ほぼ全額を「人材」と「マーケ」に投資します

先日のブログに続いて、今回も資金調達ネタです。

シリーズCで調達した61.5億円を何に使うのか?

結論から言うと「人件費・採用費」「マーケティング費用」に投資します。比率はおそらく半々くらい。

2〜3年で使いきります

2〜3年で61.5億円を使い切る予定です。前回のシリーズBの15億円も1年半できっちり使い切りました。

今回のブログでは、マーケ費の話は割愛し、「人材」の話をメインで書きます。ほぼ全職種で採用中ですが、特に投資を強化したい3つの採用ポジションについて紹介します。

特に投資したい3つのポジション

1. カスタマーサクセスを年内2倍に

カスタマーサクセスには、「今の事業規模なら、カスタマーサクセスの人数は○○人が適正」とわかる指標があります。

いま、SmartHRの人数はほぼ適正です。昔は適正値よりも人数が多かったのですが、事業成長につれて適正な水準になってきました。

しかし、これを一旦無視して、適正人数の2倍規模のチームにしたいと思っています。わかりやすく言うと「年内にカスタマーサクセスを2倍に」します。

余剰投資かと思われるかもしれませんが、カスタマーサクセスの増員は顧客満足度の高さへと直結します。

そして、顧客満足度の高さは、様々なかたちで事業に良い効果をもたらしてくれます。

カスタマーサクセスへの投資はかならず返ってくると信じて、投資していきます。

(1年でARR2倍になればすぐ適正値になっちゃいますしね。)

先日、SmartHR社に『カスタマーサクセス専属の採用担当』が爆誕しました。この規模の国内スタートアップではおそらく初めてではないでしょうか?

ちなみに専属の採用担当になったメンバーは、もともとSmartHRのアップセル営業として、カスタマーサクセスと一緒に仕事をしていたメンバーのポジションチェンジです。

私達ほどカスタマーサクセスに投資できるスタートアップはないと自負しています。

2. エンジニア採用(いま一番のボトルネック)

SmartHR本体の売れ行きはもちろんのこと、有料オプションである「雇用契約」機能や、今年4月に登場した「スタンダードプラン」(アップグレード必要な上位プラン)も、我々の予測を越えてる売れ行きです。

雇用契約」は、新規ユーザーの7割近くがセットで導入し、その成長スピードは「SmartHR本体の初期の成長スピード」よりも1.5倍早く伸びています。

スタンダードプラン」も、まだ販売開始からわずか3ヶ月ですが、すでにSmartHR全体の売上のうち15%を占めるほどです。新規ユーザーの半数近くがスタンダードプランを選んでいます。

9月には「ラクラク人事レポート」(「ラクラク分析レポート」に名称変更予定)の公開も予定しており、すでに一部のお客さまで有料でのテスト利用がはじまっています。

そう、アップセルプロダクトの開発がとてもうまくいっているのです。

また、我々はユーザーの課題からのプロダクト開発を常に意識しており、社内では「開発できれば売れる」と言われている開発候補のプロダクトリストがすでにあり、お客さまも、ビジネスチームも、その登場を待ちわびています。

そんな状況はなかなか稀だと思います。

しかし、それを開発するリソースが足りていません。
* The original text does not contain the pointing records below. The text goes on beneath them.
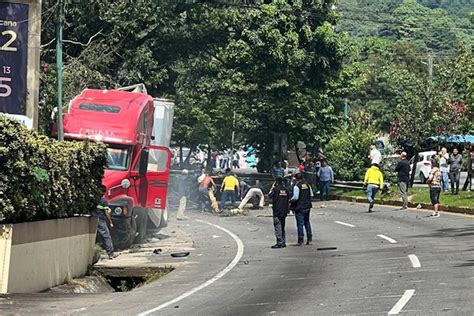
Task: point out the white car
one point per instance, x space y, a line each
423 167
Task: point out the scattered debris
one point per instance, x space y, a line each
180 254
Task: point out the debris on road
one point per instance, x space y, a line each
180 254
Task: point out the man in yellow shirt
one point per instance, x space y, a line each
373 181
229 187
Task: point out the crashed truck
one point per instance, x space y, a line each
136 129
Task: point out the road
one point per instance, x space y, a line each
385 262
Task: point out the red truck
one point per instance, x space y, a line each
137 174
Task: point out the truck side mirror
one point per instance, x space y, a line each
143 162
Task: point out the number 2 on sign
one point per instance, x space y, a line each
7 46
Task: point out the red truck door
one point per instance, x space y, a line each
156 178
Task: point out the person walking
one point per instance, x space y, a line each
444 169
455 163
434 183
183 193
206 183
248 192
403 175
280 203
373 180
470 169
375 156
278 170
326 178
229 187
301 197
102 212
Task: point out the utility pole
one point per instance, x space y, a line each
59 65
233 132
430 78
346 113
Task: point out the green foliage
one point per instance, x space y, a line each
432 24
42 178
348 148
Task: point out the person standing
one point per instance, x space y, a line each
235 160
229 187
102 212
444 169
373 180
206 183
326 177
470 169
434 183
455 163
302 195
375 156
280 203
403 175
248 192
183 192
278 170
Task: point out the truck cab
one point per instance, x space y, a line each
137 174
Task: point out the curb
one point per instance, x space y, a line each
444 208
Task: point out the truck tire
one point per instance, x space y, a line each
142 224
126 237
164 218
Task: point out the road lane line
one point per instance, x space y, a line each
402 302
345 224
414 261
391 240
238 256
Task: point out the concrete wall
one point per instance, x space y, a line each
35 256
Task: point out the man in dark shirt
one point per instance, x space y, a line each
403 173
280 202
102 212
302 194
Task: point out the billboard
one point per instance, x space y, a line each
13 57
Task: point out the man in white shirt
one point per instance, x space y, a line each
375 156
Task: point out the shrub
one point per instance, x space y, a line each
41 178
348 149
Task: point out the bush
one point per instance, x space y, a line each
348 149
42 178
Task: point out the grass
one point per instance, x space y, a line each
415 195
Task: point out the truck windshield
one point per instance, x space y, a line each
118 158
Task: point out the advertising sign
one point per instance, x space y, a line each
13 57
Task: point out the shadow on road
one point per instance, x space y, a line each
469 263
450 232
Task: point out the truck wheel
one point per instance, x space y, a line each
422 178
142 224
125 238
164 218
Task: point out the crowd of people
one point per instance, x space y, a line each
445 169
238 158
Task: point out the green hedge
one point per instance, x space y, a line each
41 178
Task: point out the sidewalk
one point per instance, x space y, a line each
168 240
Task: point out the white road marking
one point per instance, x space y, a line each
238 256
345 224
414 261
402 302
392 241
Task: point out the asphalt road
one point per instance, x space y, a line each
385 262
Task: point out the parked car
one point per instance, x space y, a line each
423 167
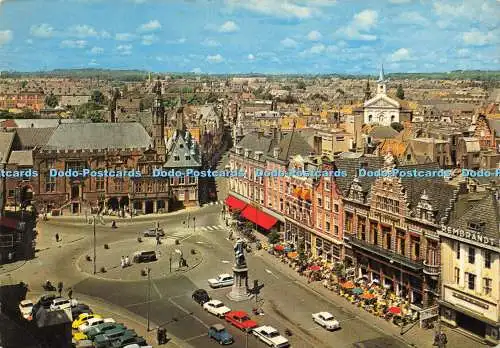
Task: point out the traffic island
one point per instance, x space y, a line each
126 260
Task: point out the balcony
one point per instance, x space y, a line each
387 254
432 270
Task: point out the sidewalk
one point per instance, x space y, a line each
121 315
412 336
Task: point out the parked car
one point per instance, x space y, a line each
216 307
83 318
80 309
102 329
271 337
26 309
153 232
60 303
144 256
219 333
94 322
241 320
326 320
221 281
107 339
126 341
200 296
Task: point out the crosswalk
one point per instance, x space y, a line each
212 228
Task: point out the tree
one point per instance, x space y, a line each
397 126
51 101
400 93
301 85
97 97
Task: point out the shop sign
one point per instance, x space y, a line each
470 235
470 300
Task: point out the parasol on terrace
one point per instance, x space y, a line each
314 268
348 285
357 291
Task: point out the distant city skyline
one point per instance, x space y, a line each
259 36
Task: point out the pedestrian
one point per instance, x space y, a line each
60 288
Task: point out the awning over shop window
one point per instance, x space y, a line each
234 203
258 217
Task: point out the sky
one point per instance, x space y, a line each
243 36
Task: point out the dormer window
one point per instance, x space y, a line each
477 226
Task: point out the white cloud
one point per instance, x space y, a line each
478 38
215 58
5 36
229 27
125 37
74 43
314 35
148 40
282 8
97 50
401 54
83 31
124 50
463 52
411 17
43 30
210 43
150 26
363 21
289 43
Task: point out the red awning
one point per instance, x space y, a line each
234 203
258 217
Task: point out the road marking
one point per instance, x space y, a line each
188 312
156 289
271 273
194 337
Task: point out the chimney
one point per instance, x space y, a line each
276 152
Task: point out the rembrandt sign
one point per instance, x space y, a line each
471 235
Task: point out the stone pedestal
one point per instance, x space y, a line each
239 292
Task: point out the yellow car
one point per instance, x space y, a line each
78 336
82 319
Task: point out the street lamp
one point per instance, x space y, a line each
94 217
149 294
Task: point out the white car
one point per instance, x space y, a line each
26 308
271 337
60 303
221 281
326 320
216 307
93 322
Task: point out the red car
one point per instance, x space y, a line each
241 320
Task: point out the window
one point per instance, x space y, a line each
50 183
487 259
487 286
457 275
471 281
472 255
99 183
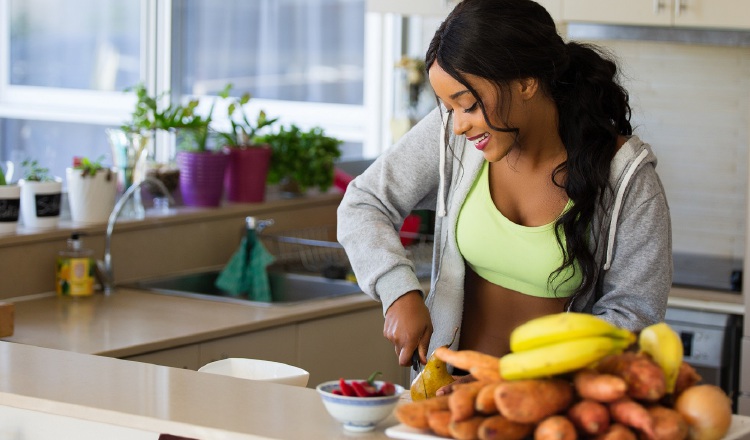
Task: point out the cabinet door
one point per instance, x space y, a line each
731 14
180 357
350 345
439 8
642 12
275 344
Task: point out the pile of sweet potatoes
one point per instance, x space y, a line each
622 397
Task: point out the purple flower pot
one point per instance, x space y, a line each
245 180
202 177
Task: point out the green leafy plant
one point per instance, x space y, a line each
89 167
244 131
33 172
152 114
306 157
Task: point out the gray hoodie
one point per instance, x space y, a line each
631 239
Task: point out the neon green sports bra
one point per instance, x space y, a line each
516 257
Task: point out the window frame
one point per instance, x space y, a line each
160 71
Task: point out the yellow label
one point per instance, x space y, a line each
75 276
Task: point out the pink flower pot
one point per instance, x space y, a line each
245 180
202 177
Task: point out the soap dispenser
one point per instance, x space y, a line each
75 269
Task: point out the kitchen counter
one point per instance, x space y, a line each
162 399
130 321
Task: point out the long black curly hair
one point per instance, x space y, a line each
507 40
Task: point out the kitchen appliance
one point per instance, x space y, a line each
711 343
707 271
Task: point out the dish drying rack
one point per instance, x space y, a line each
316 250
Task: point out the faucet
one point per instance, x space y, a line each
104 268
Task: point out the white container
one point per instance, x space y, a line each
10 199
255 369
91 198
40 203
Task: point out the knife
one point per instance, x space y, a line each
416 365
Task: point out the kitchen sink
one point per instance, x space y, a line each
286 288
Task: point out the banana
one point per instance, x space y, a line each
560 357
551 329
665 347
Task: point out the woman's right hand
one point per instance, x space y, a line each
409 327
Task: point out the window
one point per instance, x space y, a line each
66 64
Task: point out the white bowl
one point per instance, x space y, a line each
255 369
357 413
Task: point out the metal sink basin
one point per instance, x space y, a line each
286 288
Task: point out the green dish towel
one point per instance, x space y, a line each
246 274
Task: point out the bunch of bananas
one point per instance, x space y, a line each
561 343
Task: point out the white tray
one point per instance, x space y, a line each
739 430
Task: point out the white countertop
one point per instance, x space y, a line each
162 399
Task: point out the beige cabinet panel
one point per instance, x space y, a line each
712 13
275 344
439 8
186 357
349 345
688 13
644 12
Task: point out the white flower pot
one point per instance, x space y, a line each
40 203
91 198
10 201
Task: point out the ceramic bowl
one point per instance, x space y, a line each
357 413
255 369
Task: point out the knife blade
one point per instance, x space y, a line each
416 365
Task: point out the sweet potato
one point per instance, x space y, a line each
530 401
590 384
668 424
686 378
485 402
484 373
589 417
438 422
644 377
466 429
499 428
461 400
467 359
632 414
617 431
555 428
414 414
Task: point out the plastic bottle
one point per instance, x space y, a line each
75 269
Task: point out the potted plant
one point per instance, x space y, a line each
92 189
247 170
10 203
41 194
302 159
202 168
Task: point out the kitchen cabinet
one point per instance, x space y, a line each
439 8
349 344
717 14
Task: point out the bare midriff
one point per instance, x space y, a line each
491 312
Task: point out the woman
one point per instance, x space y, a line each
546 201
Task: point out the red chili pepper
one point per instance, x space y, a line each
346 388
361 388
387 389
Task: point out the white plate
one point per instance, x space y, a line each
739 430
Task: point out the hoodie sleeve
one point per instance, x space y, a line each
402 179
636 285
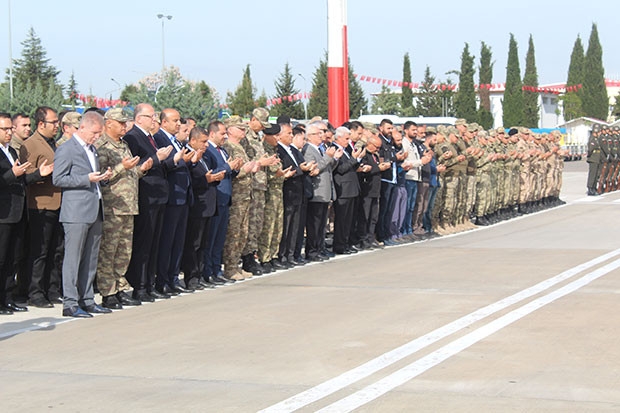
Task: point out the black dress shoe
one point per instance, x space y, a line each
111 302
158 296
182 290
143 297
125 299
216 281
300 261
206 284
267 268
167 290
227 280
96 309
75 312
16 308
40 302
55 299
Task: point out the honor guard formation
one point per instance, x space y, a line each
147 205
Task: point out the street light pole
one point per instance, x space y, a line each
163 18
10 58
305 97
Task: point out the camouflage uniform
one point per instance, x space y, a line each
446 206
271 234
238 221
255 150
120 197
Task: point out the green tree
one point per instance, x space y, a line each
530 80
465 99
428 101
242 102
72 91
317 105
386 102
485 76
34 65
513 95
171 90
285 87
572 99
595 99
406 92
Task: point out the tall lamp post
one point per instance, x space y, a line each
10 58
163 18
305 97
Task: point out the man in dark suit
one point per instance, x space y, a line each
322 189
204 183
218 160
76 171
180 197
292 194
13 179
43 198
347 190
370 192
152 199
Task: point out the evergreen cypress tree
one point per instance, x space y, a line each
34 65
285 87
386 102
428 102
513 95
465 99
595 99
242 102
406 92
530 79
317 105
572 99
485 73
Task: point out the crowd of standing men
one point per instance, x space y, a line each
152 204
603 159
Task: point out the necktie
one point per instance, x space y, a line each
151 141
223 153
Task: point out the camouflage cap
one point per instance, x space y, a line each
117 114
236 121
262 115
370 127
273 129
453 130
72 119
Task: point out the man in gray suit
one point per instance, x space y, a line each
76 171
322 189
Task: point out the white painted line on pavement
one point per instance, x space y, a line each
370 367
418 367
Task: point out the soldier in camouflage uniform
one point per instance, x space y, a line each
253 146
238 221
271 233
121 199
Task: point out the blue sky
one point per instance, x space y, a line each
214 40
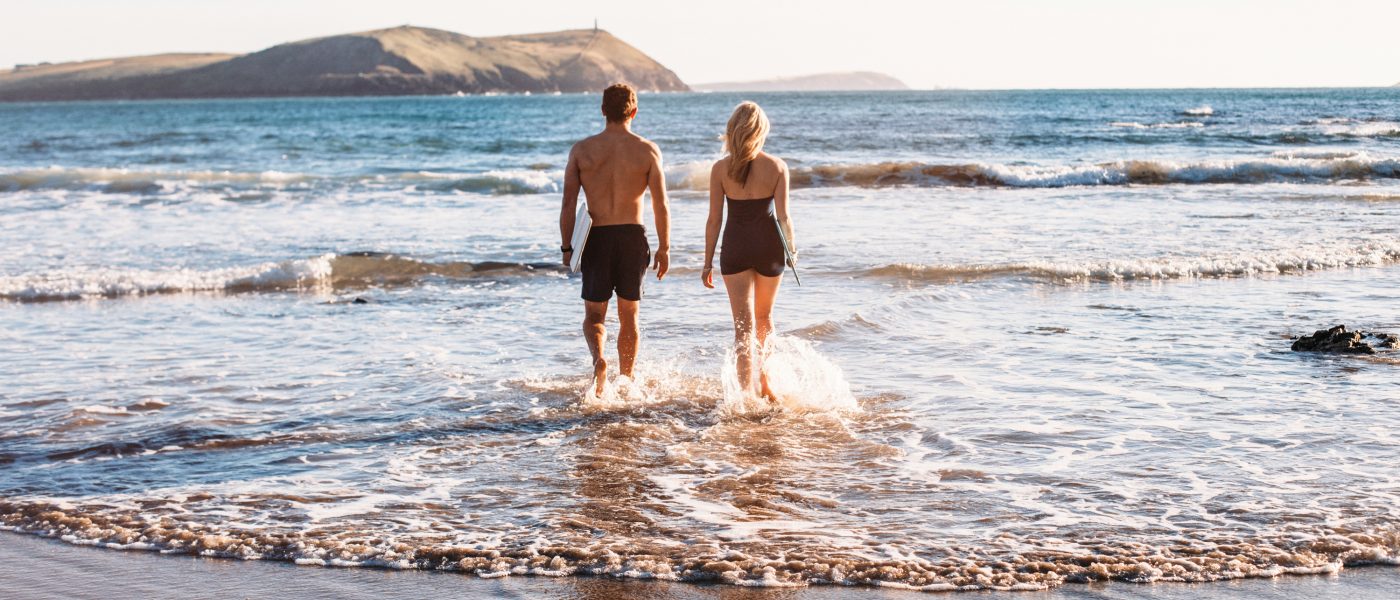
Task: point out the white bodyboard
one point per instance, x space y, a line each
581 224
787 252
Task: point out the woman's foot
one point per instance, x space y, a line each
599 376
765 390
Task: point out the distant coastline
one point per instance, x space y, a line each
403 60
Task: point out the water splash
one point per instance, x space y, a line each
802 379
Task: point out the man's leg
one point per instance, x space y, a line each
595 313
627 334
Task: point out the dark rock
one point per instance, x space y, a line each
1337 340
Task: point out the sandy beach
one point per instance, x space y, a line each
42 568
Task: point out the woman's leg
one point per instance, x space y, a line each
765 291
741 304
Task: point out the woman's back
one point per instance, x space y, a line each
763 178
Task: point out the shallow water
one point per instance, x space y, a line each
1074 368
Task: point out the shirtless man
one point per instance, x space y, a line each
615 168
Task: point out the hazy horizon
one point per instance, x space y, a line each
994 45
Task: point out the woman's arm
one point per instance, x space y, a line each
780 200
711 225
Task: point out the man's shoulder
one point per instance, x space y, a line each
585 143
644 143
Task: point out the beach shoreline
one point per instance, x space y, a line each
34 567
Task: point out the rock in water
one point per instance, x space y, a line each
1340 341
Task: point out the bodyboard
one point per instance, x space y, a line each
787 252
581 224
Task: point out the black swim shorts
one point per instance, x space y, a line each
615 259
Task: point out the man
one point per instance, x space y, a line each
615 168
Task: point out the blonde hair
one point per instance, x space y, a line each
744 139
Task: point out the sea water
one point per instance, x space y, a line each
1043 337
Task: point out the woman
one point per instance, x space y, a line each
753 186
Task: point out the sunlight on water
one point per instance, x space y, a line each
1043 337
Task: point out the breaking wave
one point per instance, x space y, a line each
1242 265
328 272
501 182
1281 167
1106 174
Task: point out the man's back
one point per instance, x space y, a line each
615 168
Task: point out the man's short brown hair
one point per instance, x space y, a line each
619 102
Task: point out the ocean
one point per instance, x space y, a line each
1042 339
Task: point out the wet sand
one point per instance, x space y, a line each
42 568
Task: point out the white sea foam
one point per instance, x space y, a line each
1305 258
802 379
111 281
1106 174
1136 125
304 274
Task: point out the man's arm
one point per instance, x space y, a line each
570 209
661 210
711 224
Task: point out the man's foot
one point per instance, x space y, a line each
599 376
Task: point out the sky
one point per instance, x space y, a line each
969 44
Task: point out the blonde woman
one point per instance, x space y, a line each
753 188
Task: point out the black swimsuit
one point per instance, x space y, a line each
751 238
なぜならば、既存機能をより良いプロダクトに成長させることもにも同時に投資しているからです。

この状況を打破するために、7月から採用チームは大胆な組織改変をし、(エンジニアに限らず全職種で)給与テーブルや昇給テーブルの変更を既に検討開始しています。

SmartHRでは給与テーブルも外部に公開しています。(下記スライドのP35〜を参照)

7月26日時点ではまだ改定前の給与テーブルしか公開していませんが、参考までに御覧ください。

ユーザーが心待ちにしているプロダクトを、一緒につくってくださるエンジニアさん達からの応募を心待ちにしています。

3. グローバル化するコーポレートチーム

SmartHRは国内向けのドメスティックな事業ですが、今回のシリーズCで海外投資家2社からの出資を受け、資本のグローバル化がはじまっています。

資本の次は、人材のグローバル化がはじまります。特にコーポレートチームのグローバル化はすぐはじまります。

なぜなら、今後は海外投資家とのコミュニケーションや交渉も必須になるので、それに耐えられる体制を整備していく必要があります。

また、さらなる事業成長のため、とりうる手段は広げたいので、(実際にやるかどうかは別として)今後はグローバルオファリングや海外IPOなども選択肢の一つとして検討できるような会社にしていきます。

具体的には「英語」が使える前提で、「IR」「経営企画」「法務」「経理・財務」など、スペシャリティをもった人材を採用していきます。

その為のプロフェッショナル人材向けの給与テーブルも検討開始しています。

参考までに、今回のファイナンスでも活躍した法務の小嶋は、前職で国内最大手の法律事務所に所属し、マネーフォワードさんのIPOや、多くのグローバルオファリング案件を担当していました。

また、7月に3名の会計士が入社し、うち1名は前職で海外に本拠地をおくスタートアップに勤務し、U.S.CPA(米国公認会計士)の資格を持っています。

グローバルオファリングや海外IPOなども選択肢の一つとして検討できるスタートアップは、まだまだ稀だと思います。ぜひ話だけでも聞きにきてください!

(少なくとも)300名規模になります。

今回、SmartHRに既存ファンド「BEENEXT」から追加出資 & 新ファンド「ALL STAR SAAS FUND」の1号案件として出資してくれた前田ヒロのブログを引用します。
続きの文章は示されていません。